Now, we can use some bibliometrix functions to get an overview of the bibliographic collection.
bibliometrix is an R-tool for quantitative research in scientometrics and bibliometrics that includes all the main bibliometric methods of analysis (https://CRAN.R-project.org/package=bibliometrix, https://bibliometrix.org/, https://github.com/massimoaria/bibliometrix).

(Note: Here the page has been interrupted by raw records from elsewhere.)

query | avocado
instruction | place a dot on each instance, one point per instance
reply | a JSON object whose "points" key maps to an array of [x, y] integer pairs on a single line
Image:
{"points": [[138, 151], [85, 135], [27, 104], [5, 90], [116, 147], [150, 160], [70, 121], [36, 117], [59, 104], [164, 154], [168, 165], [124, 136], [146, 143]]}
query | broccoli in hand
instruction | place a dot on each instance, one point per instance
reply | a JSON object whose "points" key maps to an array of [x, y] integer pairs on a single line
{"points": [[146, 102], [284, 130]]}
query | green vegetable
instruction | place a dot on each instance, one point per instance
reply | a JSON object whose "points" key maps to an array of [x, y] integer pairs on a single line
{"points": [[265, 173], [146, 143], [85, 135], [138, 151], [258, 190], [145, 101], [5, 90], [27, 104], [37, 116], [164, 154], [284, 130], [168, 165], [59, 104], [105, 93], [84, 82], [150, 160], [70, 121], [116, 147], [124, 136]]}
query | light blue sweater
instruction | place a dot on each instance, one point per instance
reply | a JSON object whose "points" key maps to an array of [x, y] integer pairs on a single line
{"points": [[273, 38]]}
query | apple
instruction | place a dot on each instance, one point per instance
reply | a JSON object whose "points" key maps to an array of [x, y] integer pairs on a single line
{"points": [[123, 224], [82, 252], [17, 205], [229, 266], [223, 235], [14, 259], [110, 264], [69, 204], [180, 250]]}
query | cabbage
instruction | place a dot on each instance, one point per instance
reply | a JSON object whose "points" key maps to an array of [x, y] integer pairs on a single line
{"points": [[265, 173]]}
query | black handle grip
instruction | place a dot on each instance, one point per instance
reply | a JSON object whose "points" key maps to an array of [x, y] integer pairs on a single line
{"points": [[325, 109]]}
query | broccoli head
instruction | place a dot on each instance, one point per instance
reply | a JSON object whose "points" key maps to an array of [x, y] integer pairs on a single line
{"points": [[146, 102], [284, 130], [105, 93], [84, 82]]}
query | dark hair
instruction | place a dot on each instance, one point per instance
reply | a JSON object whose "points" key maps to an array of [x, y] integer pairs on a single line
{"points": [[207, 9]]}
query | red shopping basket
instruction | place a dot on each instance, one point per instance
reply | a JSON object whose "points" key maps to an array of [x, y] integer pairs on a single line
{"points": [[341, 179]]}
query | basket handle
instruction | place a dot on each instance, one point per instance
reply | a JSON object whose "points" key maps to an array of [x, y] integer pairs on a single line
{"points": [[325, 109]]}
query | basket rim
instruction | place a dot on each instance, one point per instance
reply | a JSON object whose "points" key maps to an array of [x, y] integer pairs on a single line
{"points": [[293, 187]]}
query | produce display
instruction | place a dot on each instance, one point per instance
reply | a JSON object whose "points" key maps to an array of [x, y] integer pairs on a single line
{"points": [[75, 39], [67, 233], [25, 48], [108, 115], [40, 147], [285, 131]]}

First, we install and load the bibliometrix package:
install.packages("bibliometrix")
library(bibliometrix)
Then, we use the biblioAnalysis and summary functions to perform a descriptive analysis of the data frame: Then, we add some metadata to the dimensions collection, and we use the biblioAnalysis and summary functions to perform a descriptive analysis of the data frame:
M <- convert2df(D, dbsource = "dimensions", format = "api")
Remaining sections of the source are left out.